10 July 2006

In the name of "intervention"

I am entering my 6th year of teaching with somewhat mixed emotions. For the past three years, I have taught 6th grade Language Arts and History and have enjoyed the experience very much. While at times the paperwork has been overwhelming, I have seen my students make tremendous strides from the beginning of the school year to the end. This upcoming year brings about a new challenge. Our school district is implementing a new reading intervention program for those students who are two to three years below grade level in reading. This program is called SRA REACH. It is a "direct instruction" program, which means for a big part of my teaching, I will be reading from a script.

You read it right - I'll be reading from a script and my students will be "trained" to respond in the way the program wants them to respond. According to those who are implementing this program, students who are in these types of interventions can make tremendous progress in a year, sometimes increasing their reading level by "up to two years." Those who may be thinking this is tracking - students test out at various times of the year and move up to the next intervention level. The hope is that for my 6th graders by the time they reach 8th grade, they will be on grade level. The theory is that when these kids reach high school, there will be no need for this type of intervention.

However, my 6th graders will be in my class for a three hour block of SRA Reach and a two hour block of intensive Math. This leaves them with one hour which will be in P.E. I worry that they will become even more disillusioned with school. Some kids actually like Science and History. If my incoming 6th graders are lucky, some of them will be able to experience those courses sometime in their 7th grade year, but probably more of them won't be able to experience it until 8th graders. Many of them will miss out on learning about the ancient Mesopotamians who invented the wheel and were responsible for creating the first real writing system. They will miss out on the wonders of Ancient Egypt and Ancient China, those two societies who worshipped their pharoahs and emperors like gods. Many will miss out on how our Founders came to look to the Greeks and Romans for a system of government which would come to be called "democracy."

While I understand the need for intervention, I wonder at what cost to my students and to myself. Is it fair to deprive them of half of their education in the name of catching them up to their peers? Will I be able to look them in the eye years down the road knowing that I was duplicitous in this educational deprivation? I guess time will tell or when the next tide turns in education reform, perhaps we will not let history repeat itself.

4 Comments:

At 11:21 AM, Anonymous Anonymous said...

The scripted programs, one of which I 'teach' in middle school, seem to instill in youth a sense that learning and education are regimented and painful endeavors. In fact, unless a teacher can subvert the script with their own brilliance, many students seem to learn only to hate reading and learning.

And this is supposed to solve our criminally low HS graduation rates in LA?

Then again, with the pay we get, the unsafe dirty conditions we have to work in, and the mean pettiness of roving unbalanced administrative staff, many teachers just give up and do that which is only absolutely neccessary to get through another year.

Should I stay or should I go? (...to a charter school where I can actually teach...)

 
At 7:09 PM, Anonymous Anonymous said...

KDerosa swears by this type of thing.
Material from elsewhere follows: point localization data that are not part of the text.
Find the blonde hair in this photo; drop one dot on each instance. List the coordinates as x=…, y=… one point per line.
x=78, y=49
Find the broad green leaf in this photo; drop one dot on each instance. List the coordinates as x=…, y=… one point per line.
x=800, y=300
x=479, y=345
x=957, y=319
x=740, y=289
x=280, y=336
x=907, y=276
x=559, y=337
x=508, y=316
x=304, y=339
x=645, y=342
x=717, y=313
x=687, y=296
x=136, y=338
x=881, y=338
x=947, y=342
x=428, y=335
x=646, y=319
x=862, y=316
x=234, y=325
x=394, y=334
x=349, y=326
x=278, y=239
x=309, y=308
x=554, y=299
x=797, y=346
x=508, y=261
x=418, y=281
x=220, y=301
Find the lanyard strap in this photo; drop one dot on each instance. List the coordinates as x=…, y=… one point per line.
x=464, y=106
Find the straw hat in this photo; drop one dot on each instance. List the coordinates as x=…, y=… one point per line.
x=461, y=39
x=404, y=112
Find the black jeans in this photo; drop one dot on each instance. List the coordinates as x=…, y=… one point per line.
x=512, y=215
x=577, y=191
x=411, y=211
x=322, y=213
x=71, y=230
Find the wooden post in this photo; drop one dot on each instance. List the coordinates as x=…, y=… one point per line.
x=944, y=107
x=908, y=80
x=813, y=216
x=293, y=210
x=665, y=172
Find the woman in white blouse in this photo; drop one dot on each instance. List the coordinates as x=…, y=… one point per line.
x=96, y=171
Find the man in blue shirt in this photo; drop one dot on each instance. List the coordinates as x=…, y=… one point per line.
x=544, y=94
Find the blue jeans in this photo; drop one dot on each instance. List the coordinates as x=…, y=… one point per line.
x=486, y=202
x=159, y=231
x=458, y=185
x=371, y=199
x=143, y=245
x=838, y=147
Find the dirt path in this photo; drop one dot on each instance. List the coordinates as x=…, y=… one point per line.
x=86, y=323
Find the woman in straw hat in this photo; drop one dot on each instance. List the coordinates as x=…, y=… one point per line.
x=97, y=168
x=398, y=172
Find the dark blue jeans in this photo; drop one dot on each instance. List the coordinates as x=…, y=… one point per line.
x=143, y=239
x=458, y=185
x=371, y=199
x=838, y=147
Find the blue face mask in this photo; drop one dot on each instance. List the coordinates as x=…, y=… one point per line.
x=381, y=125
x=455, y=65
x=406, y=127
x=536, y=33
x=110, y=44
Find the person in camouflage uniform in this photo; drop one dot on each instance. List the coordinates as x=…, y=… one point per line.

He says that the success they experience is the only thing that can motivate them and get them on track. I don't know if a numb brain counts as a prepared brain, but it might.

 
At 1:22 PM, Blogger Eve said...

KDerosa is a patent attorney, not a teacher or education researcher. I've been highly sceptical of what he says.

 
At 11:34 AM, Blogger Unknown said...

I don't know... I think that you would find that you would like teaching at a charter school or private school more, but this is more a question of loyalty, right? Anyway, you can make a good decision.